Android application monetization trends
- Focus on emerging markets. Google Play’s app downloads growth is primarily driven by emerging markets (including Turkey, Mexico, India and Brazil) where smartphone prices predetermine the choice of a platform. Thanks to developing countries, the combined revenues of Google Play and third-party Android stores will surpass iOS next year. By 2020, the Asia-Pacific app market will be worth $ 57.5 billion. Providing content on a subscription basis is the best way to monetize an Android app there. Also, make sure your soft consumes little storage and supports payments through local carriers;
- Games dominate. In less than 5 years mobile games will drive 75% of all app revenues (and that’s over $ 75 billion). When it comes to Google Play, 90% of its annual profit is generated by games even now. If you want to get a share of the pie, make sure to address a reliable mobile app development company with a stunning game portfolio;
- Chatbots raise the bar for mobile developers. Between 2014 and 2015, the use of messaging apps has grown by 60% on Android. As of now, Facebook Messenger is #1 free app on Google Play; WhatsApp and Kik made it to the top 30, too. The success of WeChat, a Chinese messaging program with 846 million monthly active users that is inhabited by thousands of chatbots handling the tasks we normally trust to mobile apps, forced Telegram, Facebook and Kik to launch their own bot development platforms.
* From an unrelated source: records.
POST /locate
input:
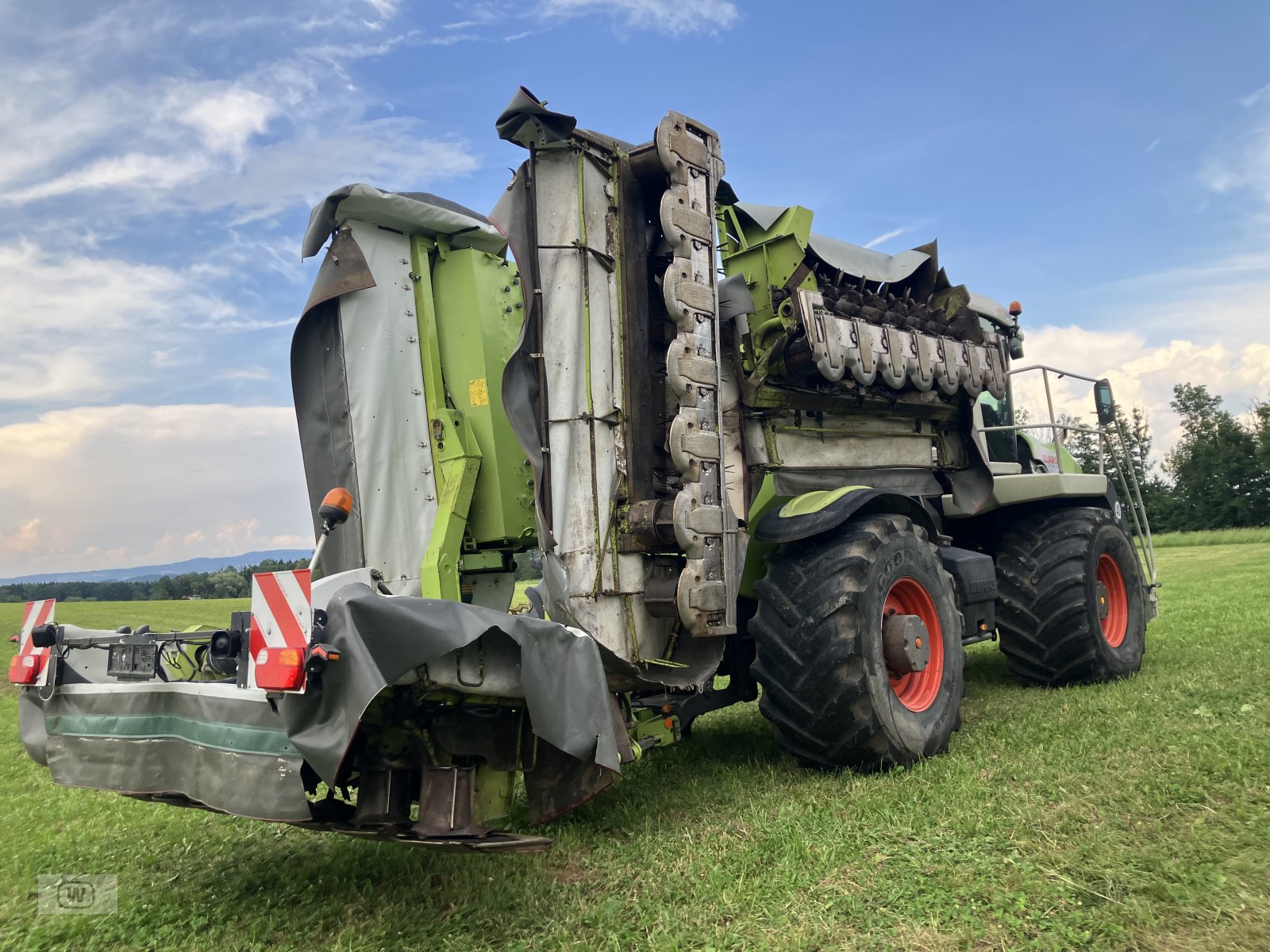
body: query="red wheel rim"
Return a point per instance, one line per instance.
(1115, 622)
(918, 689)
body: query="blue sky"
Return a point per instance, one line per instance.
(1105, 164)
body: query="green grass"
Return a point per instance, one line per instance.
(1122, 816)
(1212, 537)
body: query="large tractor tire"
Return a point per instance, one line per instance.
(1071, 603)
(829, 687)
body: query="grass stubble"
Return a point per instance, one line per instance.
(1132, 816)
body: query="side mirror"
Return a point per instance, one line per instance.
(1103, 403)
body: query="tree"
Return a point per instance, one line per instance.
(226, 583)
(1219, 473)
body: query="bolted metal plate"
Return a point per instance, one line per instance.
(906, 644)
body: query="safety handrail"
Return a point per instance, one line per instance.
(1130, 484)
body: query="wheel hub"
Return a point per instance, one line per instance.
(906, 644)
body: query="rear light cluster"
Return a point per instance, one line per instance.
(25, 670)
(279, 668)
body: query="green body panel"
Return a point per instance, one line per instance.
(455, 456)
(484, 492)
(768, 258)
(1066, 461)
(237, 738)
(492, 793)
(479, 311)
(816, 501)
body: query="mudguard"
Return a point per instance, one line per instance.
(814, 513)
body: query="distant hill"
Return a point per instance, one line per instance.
(150, 573)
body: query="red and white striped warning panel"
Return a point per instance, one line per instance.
(281, 625)
(31, 664)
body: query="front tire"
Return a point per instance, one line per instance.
(1071, 603)
(821, 660)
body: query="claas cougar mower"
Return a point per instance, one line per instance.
(753, 463)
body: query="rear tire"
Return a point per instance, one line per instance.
(1071, 605)
(819, 647)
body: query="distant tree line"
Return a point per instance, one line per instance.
(226, 583)
(1217, 476)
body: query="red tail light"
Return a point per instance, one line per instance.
(279, 668)
(25, 670)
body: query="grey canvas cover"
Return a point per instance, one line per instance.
(383, 639)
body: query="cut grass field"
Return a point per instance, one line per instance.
(1132, 816)
(1212, 537)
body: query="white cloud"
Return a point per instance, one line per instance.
(133, 486)
(270, 137)
(1260, 95)
(76, 327)
(672, 17)
(391, 152)
(1142, 374)
(888, 235)
(228, 121)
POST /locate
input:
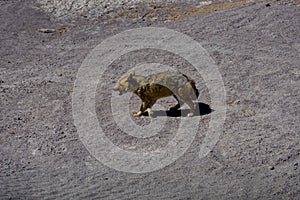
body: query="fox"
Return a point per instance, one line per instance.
(153, 87)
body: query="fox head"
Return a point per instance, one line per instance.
(127, 84)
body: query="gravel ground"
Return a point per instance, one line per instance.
(256, 47)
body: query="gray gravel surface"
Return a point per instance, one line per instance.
(257, 50)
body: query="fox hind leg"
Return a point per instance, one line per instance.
(178, 105)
Chatbots are smart, effective and cheap – and that’s why many companies consider building a smart assistant instead of a mobile application. According to Dan Grover, product manager at WeChat, it doesn’t mean apps are dying. However, developers will have to go the extra mile to improve UX, give users a strong reason to download mobile software from Google Play and take a creative approach to monetizing Android apps.